Tearful confessions of undying love ensue, but rather than plunging a dagger into his heart, Heathcliff decides to carry out the elaborate revenge plot he originally set in motion. Heathcliff has nothing to live for, except the perverse gratification of avenging the happiness he was denied.

And so, I stand forth, supporting my controversial stance that Wuthering Heights is not a romance. The psychological destruction of Heathcliff’s capacity to love is much more prominent. Disorder and vengeance govern the plot, not romance. Heathcliff and Catherine are a disaster, they say their lives and souls are intertwined, yet they remain separated by merely superficial social boundaries that surely their love could have overstepped. Heathcliff and Catherine thrive on the torturous heartache of being separated.

Could you imagine such an explosive duo living in marital bliss? Pragmatic Catherine was wholly aware of the hopelessness of marriage to Heathcliff. Realistically if Catherine ran away with unpredictable Heathcliff, she knew she would lose everything – money, property, stability, and her reputation. Isabella Linton naïvely gave up all of those things willingly to marry Heathcliff, so why couldn’t Cathy do the same? She could have married Heathcliff at any time, but she refused to sacrifice the material world she was assured if she married Edgar Linton. I do despise Cathy, but I also understand her hesitancy. Heathcliff is already half insane, he is a loose canon and hell bent on revenge. The only time Cathy could have really changed her destiny was at the crossroads when she makes her infamous “I am Heathcliff” speech. If Cathy had turned down Edgar Linton’s marriage proposal and given up everything for Heathcliff in that moment, I think perhaps they could have frolicked in the moors forevermore. Heathcliff was waiting for an all or nothing grand gesture, he wanted to watch Cathy throw away everything for him, so that he could fully possess her.

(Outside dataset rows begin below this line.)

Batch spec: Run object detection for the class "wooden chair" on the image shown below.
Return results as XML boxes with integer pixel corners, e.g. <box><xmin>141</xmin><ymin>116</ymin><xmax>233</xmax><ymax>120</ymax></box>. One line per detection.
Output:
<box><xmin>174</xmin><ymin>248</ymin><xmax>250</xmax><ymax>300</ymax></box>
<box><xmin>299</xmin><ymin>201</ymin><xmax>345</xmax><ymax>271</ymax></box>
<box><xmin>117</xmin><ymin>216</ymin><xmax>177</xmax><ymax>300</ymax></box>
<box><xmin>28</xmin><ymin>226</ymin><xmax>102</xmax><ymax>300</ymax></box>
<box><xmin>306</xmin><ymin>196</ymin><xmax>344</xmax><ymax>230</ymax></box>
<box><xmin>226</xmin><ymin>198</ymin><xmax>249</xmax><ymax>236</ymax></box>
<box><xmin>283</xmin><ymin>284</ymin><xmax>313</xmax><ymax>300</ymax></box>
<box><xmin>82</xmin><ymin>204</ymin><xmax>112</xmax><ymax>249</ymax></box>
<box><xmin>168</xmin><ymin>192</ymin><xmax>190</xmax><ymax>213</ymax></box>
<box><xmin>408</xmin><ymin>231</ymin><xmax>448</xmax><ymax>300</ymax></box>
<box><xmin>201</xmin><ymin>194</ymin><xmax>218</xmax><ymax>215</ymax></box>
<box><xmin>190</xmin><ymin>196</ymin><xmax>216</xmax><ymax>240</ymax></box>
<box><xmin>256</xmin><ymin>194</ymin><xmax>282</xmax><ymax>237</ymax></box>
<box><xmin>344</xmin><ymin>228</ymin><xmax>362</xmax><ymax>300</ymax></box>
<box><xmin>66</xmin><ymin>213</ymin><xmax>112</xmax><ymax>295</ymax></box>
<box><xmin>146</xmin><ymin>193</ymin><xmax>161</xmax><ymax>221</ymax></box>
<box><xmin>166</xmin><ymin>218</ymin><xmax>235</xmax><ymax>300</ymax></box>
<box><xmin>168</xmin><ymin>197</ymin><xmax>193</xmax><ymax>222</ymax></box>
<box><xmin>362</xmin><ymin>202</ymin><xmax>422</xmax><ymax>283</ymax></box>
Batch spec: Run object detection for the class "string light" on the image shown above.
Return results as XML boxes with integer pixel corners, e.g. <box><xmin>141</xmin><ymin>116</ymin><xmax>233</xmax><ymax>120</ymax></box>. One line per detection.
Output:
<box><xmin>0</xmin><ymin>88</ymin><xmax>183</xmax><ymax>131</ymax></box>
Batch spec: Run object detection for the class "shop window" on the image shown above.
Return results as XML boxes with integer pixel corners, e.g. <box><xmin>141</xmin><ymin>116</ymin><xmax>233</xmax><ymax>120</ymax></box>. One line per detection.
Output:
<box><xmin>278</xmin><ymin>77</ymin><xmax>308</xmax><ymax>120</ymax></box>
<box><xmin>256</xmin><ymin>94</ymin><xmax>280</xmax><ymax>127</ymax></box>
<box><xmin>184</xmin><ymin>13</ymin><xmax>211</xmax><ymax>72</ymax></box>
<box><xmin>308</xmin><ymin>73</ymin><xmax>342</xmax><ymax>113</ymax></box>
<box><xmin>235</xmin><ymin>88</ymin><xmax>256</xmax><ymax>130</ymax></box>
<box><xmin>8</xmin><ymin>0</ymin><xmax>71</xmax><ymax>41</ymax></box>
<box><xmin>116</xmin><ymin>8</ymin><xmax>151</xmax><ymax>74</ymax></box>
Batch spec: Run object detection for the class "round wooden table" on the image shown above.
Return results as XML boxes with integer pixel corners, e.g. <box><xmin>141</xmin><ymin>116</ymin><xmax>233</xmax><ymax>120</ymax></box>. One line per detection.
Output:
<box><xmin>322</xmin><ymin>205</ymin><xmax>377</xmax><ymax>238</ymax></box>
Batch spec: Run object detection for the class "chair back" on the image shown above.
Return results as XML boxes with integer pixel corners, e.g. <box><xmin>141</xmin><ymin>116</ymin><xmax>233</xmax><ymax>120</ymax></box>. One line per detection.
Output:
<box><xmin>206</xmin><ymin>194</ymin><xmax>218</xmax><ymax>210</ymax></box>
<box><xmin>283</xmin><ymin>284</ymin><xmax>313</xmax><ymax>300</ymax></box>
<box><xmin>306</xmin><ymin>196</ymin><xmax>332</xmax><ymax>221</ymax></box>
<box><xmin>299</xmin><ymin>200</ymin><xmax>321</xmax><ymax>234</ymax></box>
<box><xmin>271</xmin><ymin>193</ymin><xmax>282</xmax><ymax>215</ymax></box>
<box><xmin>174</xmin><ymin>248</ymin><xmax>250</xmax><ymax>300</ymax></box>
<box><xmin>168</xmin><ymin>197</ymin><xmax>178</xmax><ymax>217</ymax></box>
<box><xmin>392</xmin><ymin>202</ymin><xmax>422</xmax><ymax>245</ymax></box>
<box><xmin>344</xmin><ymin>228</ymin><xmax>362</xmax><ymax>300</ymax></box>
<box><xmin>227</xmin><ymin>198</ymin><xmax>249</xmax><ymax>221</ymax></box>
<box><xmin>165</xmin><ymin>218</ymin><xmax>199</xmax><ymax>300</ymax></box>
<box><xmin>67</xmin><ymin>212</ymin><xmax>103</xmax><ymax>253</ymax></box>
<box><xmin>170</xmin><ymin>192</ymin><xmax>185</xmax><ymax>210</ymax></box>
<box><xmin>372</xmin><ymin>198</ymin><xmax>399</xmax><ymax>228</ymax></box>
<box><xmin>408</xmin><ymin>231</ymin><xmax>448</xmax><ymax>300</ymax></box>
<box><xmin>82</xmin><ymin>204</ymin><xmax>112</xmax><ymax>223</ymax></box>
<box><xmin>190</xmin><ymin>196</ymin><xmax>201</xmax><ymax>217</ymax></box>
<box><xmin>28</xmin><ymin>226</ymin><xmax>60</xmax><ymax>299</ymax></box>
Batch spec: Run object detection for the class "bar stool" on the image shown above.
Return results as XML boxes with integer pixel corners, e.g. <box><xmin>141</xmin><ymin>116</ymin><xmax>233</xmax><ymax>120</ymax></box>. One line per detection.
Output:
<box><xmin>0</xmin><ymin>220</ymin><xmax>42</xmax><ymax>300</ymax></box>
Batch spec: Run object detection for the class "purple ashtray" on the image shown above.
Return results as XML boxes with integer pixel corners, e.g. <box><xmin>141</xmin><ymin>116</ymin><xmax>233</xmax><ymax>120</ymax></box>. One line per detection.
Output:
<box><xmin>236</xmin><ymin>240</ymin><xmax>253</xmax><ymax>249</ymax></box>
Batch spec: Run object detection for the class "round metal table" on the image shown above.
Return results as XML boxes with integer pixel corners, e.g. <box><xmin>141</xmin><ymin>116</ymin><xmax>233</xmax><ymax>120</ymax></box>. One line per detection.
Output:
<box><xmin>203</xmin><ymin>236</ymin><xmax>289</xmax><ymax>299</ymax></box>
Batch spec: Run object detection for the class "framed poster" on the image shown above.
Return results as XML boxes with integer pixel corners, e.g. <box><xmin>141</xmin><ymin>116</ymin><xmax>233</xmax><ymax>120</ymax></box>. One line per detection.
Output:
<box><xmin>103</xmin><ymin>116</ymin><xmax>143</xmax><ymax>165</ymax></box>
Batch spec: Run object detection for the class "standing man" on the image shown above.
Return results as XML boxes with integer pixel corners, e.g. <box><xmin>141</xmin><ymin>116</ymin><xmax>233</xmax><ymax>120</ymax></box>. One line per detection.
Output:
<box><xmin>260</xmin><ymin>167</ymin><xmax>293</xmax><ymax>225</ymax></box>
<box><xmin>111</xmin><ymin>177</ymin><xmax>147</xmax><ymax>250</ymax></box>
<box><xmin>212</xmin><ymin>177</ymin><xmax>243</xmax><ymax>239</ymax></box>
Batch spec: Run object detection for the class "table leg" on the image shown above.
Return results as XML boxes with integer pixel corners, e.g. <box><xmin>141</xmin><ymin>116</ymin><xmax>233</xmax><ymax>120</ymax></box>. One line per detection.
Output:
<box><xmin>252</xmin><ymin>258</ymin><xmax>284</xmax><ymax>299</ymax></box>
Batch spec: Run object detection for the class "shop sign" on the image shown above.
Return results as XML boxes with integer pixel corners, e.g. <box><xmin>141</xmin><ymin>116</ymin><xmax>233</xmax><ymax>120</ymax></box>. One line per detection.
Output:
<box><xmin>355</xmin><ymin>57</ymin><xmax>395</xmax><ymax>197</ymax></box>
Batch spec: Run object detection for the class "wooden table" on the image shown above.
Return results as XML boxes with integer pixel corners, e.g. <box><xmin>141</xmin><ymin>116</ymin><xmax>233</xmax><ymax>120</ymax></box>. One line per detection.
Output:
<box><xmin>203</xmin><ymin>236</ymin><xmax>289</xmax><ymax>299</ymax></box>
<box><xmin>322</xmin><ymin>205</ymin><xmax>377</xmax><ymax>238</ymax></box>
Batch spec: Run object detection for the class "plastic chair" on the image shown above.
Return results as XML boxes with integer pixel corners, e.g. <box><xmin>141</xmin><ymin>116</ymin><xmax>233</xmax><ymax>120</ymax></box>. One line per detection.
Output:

I love the tragedy of Wuthering Heights, the heartbreak lies in the alternative scenario of what would have happened if she chose Heathcliff? I think we are positioned to see Catherine’s rejection of Heathcliff as the wrong choice – material possessions are worth nothing without a natural love. If her choice between Heathcliff and Edgar was correct, then surely Cathy should have been calling out Edgar Linton’s name at Thrushcross Grange, instead of haunting Wuthering Heights for all eternity. Cathy and Heathcliff, the tragic love that haunts from beyond the grave and transcends the mortal world.